- Sadiqabad Location within Pakistan Sadiqabad Location within Punjab, Pakistan
- Coordinates: 28°18′N 70°07′E﻿ / ﻿28.300°N 70.117°E
- Country: Pakistan
- Province: Punjab
- Division: Bahawalpur
- District: Rahim Yar Khan
- Tehsil: Sadiabad

Area
- • City: 30 km^{2} (12 sq mi)

Population (2023 census)
- • City: 274,210
- • Rank: 32nd, Pakistan
- • Density: 9,100/km^{2} (24,000/sq mi)
- Time zone: UTC+5 (PST)
- Calling code: 068
- Date Established: 18 November, 1948
- Postal Code: 64350

= Sadiqabad, Punjab =

City in Punjab, Pakistan

Sadiqabad (Punjabi/) is a city and capital of Sadiqabad Tehsil in Rahim Yar Khan District, Punjab province of Pakistan.

It is situated at the border of Sindh and Punjab.
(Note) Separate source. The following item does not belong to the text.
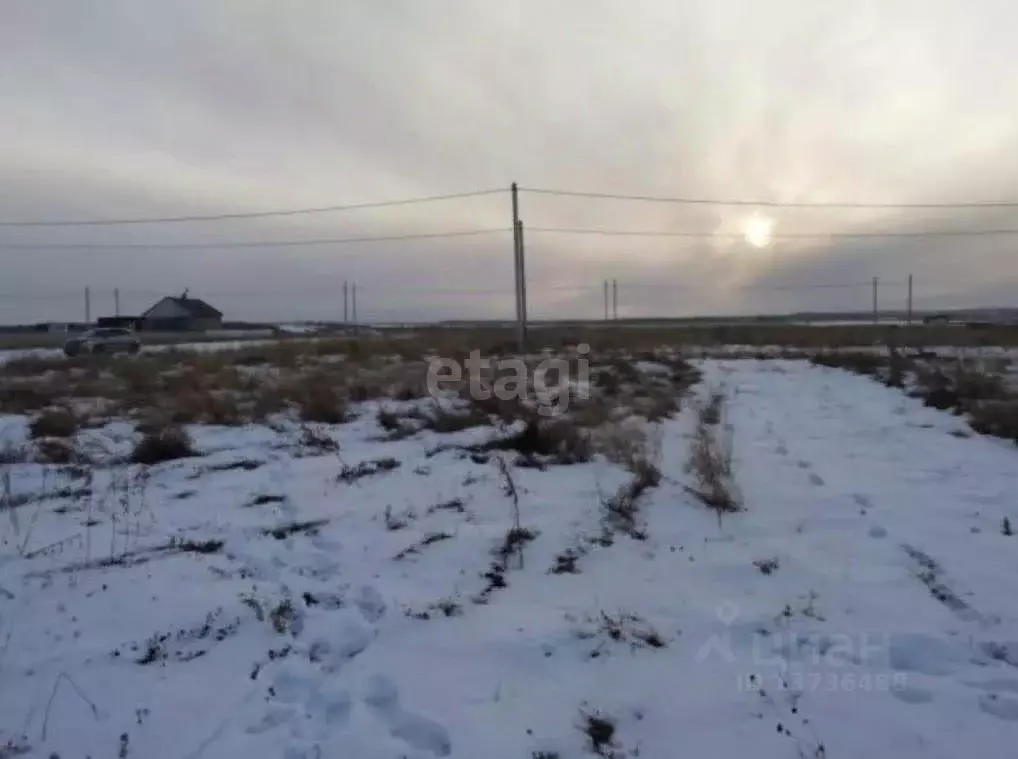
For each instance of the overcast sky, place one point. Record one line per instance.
(140, 108)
According to the 2023 Pakistani census, it is the 32nd largest city of Pakistan with a population of 274,210.

== History ==
Sadiqabad, a Tehsil of Rahim Yar Khan district, is named after Sadeq Mohammad Khan V of Bahawalpur princely state. The new city Tehsil was inaugurated in 1948. It's the Pakistan's only and the World's 3rd city to celebrate its birthday on 18th of November every year

== Historical Localities ==

=== Kacha Bhutta ===

The village of Kacha Bhutta in Sadiqabad Tehsil is recognized for its historical significance, being situated along the ancient, now-dry bed of the Hakra River. Historically, the village was home to a prominent landowning family, led by the late Sardar Malik Allah Yar Bhutto (d. 1982), which held over 2,000 acres of land. The family maintained deep-rooted ties with the Bhutto tribe leadership, including the late Sardar Peer Buksh Khan Bhutto, who was the Chief of the Bhutto tribe and a key political figure under the late Zulfikar Ali Bhutto. The family was renowned for hosting prestigious All-Pakistan Shooting Ball tournaments during the 1970s, which served as major social hubs frequented by prominent figures, including former Prime Minister Mir Zafarullah Khan Jamali, former senior ministers like Makhdoom Altaf Ahmed Qureshi, and high-ranking civil bureaucrats. Beyond politics, the family held significant social influence, maintaining close personal connections with legendary figures in the Pakistani film industry, such as actor Muhammad Ali. Due to their steadfast support for the Pakistan Peoples Party (PPP), they hosted Zulfikar Ali Bhutto at their residence, and later, Benazir Bhutto visited the village in 1986 upon the invitation of Malik Iqbal Bhutto (d. 1999). The family held a long-standing tradition of local governance, with both of Malik Allah Yar’s sons and his nephew,late Malik Iqbal Bhutto, serving as Union Council Chairmen. Following the passing of Malik Iqbal Bhutto, the family's consolidated role underwent a gradual transition, with their active political and social prominence shifting over the subsequent years.

== Notable people ==

- Asim Saleem Bajwa retired three-star general of the Pakistan Army, who served as Director General of the ISPR, Commander of the Southern Command, and later as Chairman of the CPEC Authority.
- Makhdoom Syed Mustafa Mehmood Member of the National Assembly under the PPP banner

== Demographics ==
=== Population ===

According to 2023 census, Sadiqabad had a population of 274,210.

== Languages ==

According to 2023 Pakistani census
Sadiqabad tehsil had a population of
1,381,759 among which 55.3% spoke Saraiki , 25.8% Punjabi , 7.19% Sindhi , 4.23% Balochi , 3.25% Urdu , 1.67% Hindko and 3.54% other languages.